Not sure if there is anything we can do here
So how do people usually monitor their knative request latencies? What I ended up doing is putting Nginx in front of kourier but this adds an extra hop that I'd like to avoid.
Envoy (as part of kourier) exposes its default metrics, the latency is provided per service as part of the envoy_cluster_upstream_rq_time_bucket histogram.
You can use that to measure the latency, but as envoy doesn't include labels for latency per status code you can't get metric.
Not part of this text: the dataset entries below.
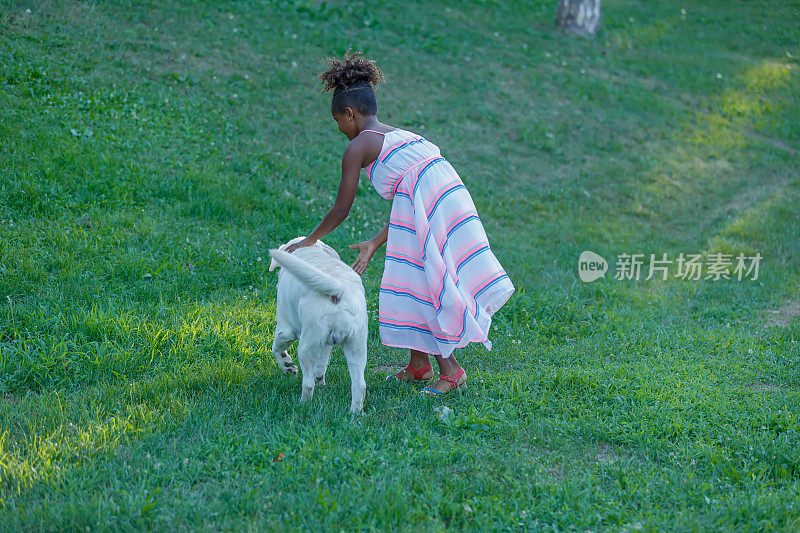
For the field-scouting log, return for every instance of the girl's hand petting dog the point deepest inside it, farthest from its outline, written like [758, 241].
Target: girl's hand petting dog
[305, 242]
[365, 251]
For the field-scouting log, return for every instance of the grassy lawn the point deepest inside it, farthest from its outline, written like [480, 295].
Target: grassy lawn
[152, 152]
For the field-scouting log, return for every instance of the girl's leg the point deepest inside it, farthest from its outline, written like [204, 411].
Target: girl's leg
[449, 367]
[418, 360]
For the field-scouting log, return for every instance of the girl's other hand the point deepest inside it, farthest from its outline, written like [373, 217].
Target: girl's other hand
[305, 242]
[365, 251]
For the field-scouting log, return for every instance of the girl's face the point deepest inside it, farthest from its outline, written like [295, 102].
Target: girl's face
[347, 123]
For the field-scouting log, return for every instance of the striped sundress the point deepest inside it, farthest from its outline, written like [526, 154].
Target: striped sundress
[441, 282]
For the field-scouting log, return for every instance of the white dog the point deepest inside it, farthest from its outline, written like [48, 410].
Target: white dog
[321, 302]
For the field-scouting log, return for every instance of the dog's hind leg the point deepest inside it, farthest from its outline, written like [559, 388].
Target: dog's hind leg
[355, 351]
[283, 338]
[322, 365]
[307, 355]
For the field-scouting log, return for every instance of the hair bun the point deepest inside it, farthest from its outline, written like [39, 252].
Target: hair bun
[355, 68]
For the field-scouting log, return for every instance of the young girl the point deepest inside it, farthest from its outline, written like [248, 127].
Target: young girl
[441, 282]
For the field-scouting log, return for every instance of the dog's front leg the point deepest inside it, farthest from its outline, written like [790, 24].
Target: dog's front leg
[355, 351]
[283, 338]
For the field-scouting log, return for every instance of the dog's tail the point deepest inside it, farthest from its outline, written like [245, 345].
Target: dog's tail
[308, 274]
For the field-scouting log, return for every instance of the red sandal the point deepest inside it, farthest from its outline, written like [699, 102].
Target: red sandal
[454, 384]
[418, 374]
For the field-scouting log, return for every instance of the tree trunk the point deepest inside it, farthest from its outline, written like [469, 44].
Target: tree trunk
[581, 17]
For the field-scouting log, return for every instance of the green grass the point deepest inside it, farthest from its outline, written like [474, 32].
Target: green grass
[152, 152]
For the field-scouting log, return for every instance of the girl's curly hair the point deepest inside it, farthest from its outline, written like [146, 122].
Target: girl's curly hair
[353, 81]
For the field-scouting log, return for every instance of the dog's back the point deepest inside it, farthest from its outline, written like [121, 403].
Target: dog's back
[329, 294]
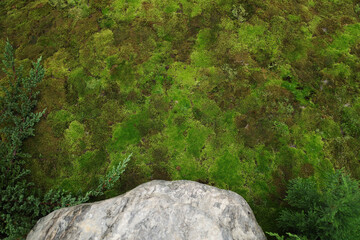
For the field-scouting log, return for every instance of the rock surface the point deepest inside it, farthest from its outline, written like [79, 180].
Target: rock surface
[155, 210]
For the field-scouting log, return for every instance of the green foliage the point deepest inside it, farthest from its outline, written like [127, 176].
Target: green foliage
[243, 95]
[74, 136]
[21, 204]
[329, 210]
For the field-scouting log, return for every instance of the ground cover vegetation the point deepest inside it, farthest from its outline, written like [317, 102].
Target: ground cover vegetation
[241, 95]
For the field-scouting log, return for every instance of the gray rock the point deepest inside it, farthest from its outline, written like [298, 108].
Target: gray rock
[155, 210]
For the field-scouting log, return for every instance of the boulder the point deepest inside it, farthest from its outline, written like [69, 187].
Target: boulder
[155, 210]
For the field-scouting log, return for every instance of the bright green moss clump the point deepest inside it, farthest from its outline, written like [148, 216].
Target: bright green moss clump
[242, 95]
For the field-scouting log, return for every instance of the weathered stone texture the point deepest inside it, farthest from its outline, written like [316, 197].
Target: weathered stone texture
[155, 210]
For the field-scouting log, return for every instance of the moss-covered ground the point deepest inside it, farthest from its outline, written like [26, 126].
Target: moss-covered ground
[239, 94]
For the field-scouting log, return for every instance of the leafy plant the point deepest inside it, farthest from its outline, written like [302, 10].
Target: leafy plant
[21, 204]
[329, 209]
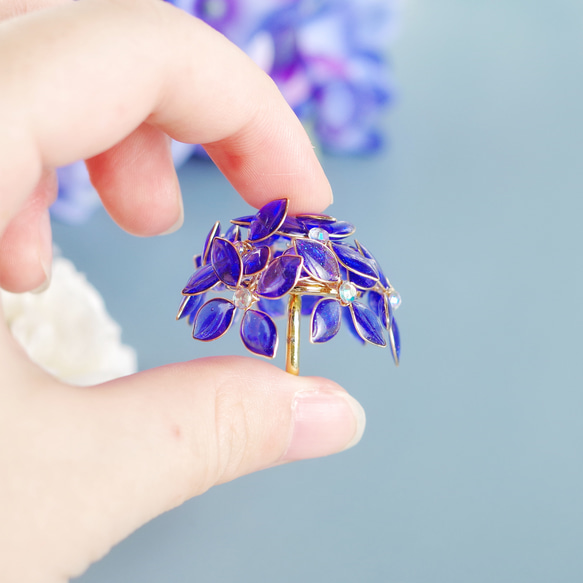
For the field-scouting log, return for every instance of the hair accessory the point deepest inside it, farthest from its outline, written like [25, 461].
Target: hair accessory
[305, 258]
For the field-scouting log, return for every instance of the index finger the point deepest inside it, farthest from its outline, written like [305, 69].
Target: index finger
[78, 78]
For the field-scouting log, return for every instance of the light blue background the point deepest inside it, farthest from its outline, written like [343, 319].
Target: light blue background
[471, 466]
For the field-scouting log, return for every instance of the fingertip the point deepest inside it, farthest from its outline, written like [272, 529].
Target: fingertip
[137, 183]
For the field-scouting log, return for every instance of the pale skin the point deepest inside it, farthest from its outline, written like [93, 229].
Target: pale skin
[109, 81]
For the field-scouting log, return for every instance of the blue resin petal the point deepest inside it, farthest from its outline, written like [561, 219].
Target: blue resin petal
[268, 219]
[291, 226]
[339, 229]
[213, 319]
[233, 234]
[347, 317]
[367, 324]
[308, 303]
[325, 320]
[382, 277]
[395, 340]
[206, 250]
[189, 306]
[259, 334]
[315, 220]
[380, 306]
[360, 281]
[354, 261]
[201, 280]
[243, 221]
[256, 260]
[319, 261]
[227, 262]
[275, 308]
[280, 277]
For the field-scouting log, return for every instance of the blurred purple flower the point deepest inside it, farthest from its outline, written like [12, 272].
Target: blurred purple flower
[328, 58]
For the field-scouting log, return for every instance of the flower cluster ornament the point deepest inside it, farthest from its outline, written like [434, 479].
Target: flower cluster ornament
[303, 257]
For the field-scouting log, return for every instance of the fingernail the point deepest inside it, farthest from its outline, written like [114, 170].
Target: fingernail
[45, 253]
[324, 423]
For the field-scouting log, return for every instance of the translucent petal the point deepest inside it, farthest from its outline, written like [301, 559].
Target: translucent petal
[380, 306]
[395, 341]
[360, 281]
[268, 219]
[256, 260]
[189, 306]
[308, 303]
[206, 250]
[292, 226]
[213, 319]
[367, 324]
[275, 308]
[319, 261]
[348, 322]
[259, 333]
[233, 234]
[227, 262]
[326, 320]
[201, 280]
[354, 261]
[243, 221]
[280, 276]
[382, 277]
[339, 229]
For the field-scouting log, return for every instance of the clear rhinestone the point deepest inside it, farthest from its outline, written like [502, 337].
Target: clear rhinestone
[242, 298]
[318, 234]
[394, 299]
[348, 292]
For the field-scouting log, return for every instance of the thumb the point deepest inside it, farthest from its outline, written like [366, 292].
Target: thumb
[144, 444]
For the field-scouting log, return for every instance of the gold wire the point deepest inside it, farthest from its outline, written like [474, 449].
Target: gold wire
[292, 361]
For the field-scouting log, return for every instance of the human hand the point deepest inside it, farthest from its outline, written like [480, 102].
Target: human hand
[108, 81]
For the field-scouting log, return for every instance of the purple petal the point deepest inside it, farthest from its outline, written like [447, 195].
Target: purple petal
[354, 261]
[291, 226]
[360, 281]
[339, 229]
[189, 306]
[395, 341]
[201, 280]
[275, 308]
[213, 319]
[206, 252]
[233, 234]
[226, 262]
[308, 303]
[259, 333]
[315, 220]
[349, 323]
[367, 324]
[380, 306]
[243, 221]
[325, 320]
[268, 219]
[280, 277]
[319, 261]
[383, 279]
[256, 260]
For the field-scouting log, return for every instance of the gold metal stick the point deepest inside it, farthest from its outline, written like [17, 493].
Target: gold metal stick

There is a similar issue in the envoy repo but it was closed 5 years ago, you could give that another bump if it's important to you:
Besides that, istios sidecar pods do have a metric istio_request_duration_milliseconds that also contains the status code:
istio_request_duration_milliseconds_bucket{reporter="destination",source_workload="unknown",source_canonical_service="unknown",source_canonical_revision="latest",source_workload_namespace="unknown",source_principal="unknown",source_app="unknown",source_version="unknown",source_cluster="unknown",destination_workload="httpbin",destination_workload_namespace="default",destination_principal="unknown",destination_app="httpbin",destination_version="",destination_service="httpbin.default.svc.cluster.local",destination_canonical_service="httpbin",destination_canonical_revision="latest",destination_service_name="httpbin",destination_service_namespace="default",destination_cluster="Kubernetes",request_protocol="http",response_code="404",grpc_response_status="",response_flags="-",connection_security_policy="none",le="0.5"} 0
You could try using istio with knative, its also supported.
You could also give distributed tracing a look, IIRC you could also filter your requests there by the response code.